C'est tout un régiment d'orques qui patrouille dans une forêt. Soudain, voilà qu'ils entendent une voix qui vient d'un buisson. C'est un nain qui chante à tue-tête: " Un orque ne vaut pas un nain!"  Furieux, le chef orque demande à un de ses sbires d'aller régler son compte au nain. Il s'exécute... et ne revient pas...
Et le nain recommence à chanter : " Dix orques ne valent pas un nain!" Encore plus en colère, le chef envoie dix de ses orques.
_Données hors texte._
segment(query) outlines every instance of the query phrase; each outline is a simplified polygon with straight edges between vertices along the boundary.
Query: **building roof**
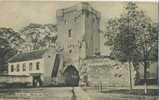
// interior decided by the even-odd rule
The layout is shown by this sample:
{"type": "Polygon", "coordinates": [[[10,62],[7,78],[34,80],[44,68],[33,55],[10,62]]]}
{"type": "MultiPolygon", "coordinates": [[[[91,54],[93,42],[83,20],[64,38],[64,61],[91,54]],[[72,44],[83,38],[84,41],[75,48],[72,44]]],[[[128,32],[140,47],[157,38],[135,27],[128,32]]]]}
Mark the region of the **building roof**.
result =
{"type": "Polygon", "coordinates": [[[45,50],[37,50],[37,51],[32,51],[28,53],[19,53],[15,56],[13,56],[11,59],[8,60],[8,62],[20,62],[20,61],[28,61],[28,60],[34,60],[34,59],[39,59],[42,58],[44,53],[47,51],[45,50]]]}

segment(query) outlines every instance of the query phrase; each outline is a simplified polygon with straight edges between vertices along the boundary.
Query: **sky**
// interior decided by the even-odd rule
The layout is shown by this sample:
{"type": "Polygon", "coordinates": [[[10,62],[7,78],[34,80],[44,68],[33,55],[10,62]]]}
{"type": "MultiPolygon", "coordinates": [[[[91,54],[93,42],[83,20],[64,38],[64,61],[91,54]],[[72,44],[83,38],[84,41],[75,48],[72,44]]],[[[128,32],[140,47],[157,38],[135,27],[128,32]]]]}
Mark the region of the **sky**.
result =
{"type": "MultiPolygon", "coordinates": [[[[18,31],[29,23],[56,24],[56,10],[73,6],[79,2],[64,1],[0,1],[0,27],[10,27],[18,31]]],[[[101,28],[111,17],[123,12],[125,2],[89,2],[101,12],[101,28]]],[[[157,4],[138,2],[139,9],[157,22],[157,4]]]]}

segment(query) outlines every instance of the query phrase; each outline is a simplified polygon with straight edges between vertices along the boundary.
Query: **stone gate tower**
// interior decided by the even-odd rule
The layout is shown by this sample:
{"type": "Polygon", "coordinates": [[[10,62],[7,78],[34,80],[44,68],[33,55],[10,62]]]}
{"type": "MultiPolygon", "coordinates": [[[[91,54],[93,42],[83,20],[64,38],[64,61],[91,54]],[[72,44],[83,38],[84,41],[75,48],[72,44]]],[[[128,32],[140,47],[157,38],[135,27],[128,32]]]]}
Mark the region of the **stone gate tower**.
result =
{"type": "Polygon", "coordinates": [[[58,45],[64,49],[64,61],[100,54],[100,13],[88,3],[57,10],[58,45]]]}

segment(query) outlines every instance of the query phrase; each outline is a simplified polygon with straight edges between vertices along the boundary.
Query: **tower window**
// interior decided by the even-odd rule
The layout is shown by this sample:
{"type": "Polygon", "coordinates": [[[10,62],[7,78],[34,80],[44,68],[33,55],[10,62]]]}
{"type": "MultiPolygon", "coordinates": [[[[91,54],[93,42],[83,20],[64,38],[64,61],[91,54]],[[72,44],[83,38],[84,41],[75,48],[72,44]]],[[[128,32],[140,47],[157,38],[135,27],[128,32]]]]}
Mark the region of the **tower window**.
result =
{"type": "Polygon", "coordinates": [[[71,50],[71,49],[69,50],[69,53],[72,53],[72,50],[71,50]]]}
{"type": "Polygon", "coordinates": [[[23,64],[23,71],[26,71],[26,64],[23,64]]]}
{"type": "Polygon", "coordinates": [[[71,35],[72,35],[72,30],[69,29],[69,30],[68,30],[68,37],[71,37],[71,35]]]}
{"type": "Polygon", "coordinates": [[[14,65],[11,65],[11,72],[14,71],[14,65]]]}
{"type": "Polygon", "coordinates": [[[17,72],[19,72],[19,71],[20,71],[19,64],[17,64],[17,72]]]}
{"type": "Polygon", "coordinates": [[[32,70],[32,63],[29,63],[29,70],[31,71],[32,70]]]}
{"type": "Polygon", "coordinates": [[[36,70],[39,70],[40,69],[40,62],[37,62],[36,63],[36,70]]]}

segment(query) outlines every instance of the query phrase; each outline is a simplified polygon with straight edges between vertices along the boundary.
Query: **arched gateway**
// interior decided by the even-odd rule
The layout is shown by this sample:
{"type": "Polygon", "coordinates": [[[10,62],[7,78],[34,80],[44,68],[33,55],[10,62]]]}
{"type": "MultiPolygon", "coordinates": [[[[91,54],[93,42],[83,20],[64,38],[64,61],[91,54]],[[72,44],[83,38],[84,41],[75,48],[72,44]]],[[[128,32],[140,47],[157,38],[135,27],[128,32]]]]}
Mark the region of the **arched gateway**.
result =
{"type": "Polygon", "coordinates": [[[66,86],[78,86],[79,72],[73,65],[69,65],[64,71],[64,80],[66,86]]]}

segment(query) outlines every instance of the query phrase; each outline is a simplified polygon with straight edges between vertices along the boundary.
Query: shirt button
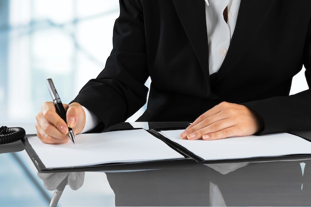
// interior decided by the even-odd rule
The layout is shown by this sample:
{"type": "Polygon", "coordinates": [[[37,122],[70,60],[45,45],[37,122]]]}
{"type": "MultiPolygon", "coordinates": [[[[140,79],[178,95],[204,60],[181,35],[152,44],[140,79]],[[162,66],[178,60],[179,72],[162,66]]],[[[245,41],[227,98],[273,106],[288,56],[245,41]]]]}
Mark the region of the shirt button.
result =
{"type": "Polygon", "coordinates": [[[224,48],[222,49],[221,53],[222,53],[222,55],[225,55],[227,54],[227,49],[226,48],[224,48]]]}
{"type": "Polygon", "coordinates": [[[231,18],[231,16],[232,16],[232,13],[231,12],[228,13],[228,19],[231,18]]]}

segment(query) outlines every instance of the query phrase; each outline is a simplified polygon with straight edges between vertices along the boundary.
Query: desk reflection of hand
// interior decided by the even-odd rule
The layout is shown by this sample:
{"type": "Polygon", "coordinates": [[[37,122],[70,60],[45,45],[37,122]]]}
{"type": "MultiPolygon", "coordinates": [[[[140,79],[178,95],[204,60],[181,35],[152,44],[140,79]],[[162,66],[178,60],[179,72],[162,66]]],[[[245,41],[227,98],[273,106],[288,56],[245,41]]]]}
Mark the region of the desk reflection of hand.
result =
{"type": "Polygon", "coordinates": [[[77,190],[83,185],[84,172],[57,173],[38,173],[38,177],[43,181],[44,187],[49,191],[54,190],[68,176],[68,185],[72,190],[77,190]]]}

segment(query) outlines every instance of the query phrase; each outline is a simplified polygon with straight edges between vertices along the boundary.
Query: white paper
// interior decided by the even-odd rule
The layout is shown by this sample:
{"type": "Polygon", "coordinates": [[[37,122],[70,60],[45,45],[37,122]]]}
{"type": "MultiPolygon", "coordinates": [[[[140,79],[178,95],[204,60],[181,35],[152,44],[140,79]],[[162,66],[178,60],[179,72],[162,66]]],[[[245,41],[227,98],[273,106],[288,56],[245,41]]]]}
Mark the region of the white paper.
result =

Et après des secondes interminables, où on n'entend que le fracas des armes et des râles d'agonie provenant du buisson, c'est soudain le silence...
Et rebelote, le nain se met à chanter : " vingt orques ne valent pas un nain!"
Le chef orque envoie vingt de ses meilleurs guerriers, et encore une fois, on entend des cris de bataille et des bruits de crânes brisés. Soudain, un des orques émerge du buisson, le visage en sang, les genoux tremblants, et il dit à son chef :
"Chef, chef! jé pu m'enfuir! Cé un vrai massak' là-bas! On est tombé dan z'une embuskad' !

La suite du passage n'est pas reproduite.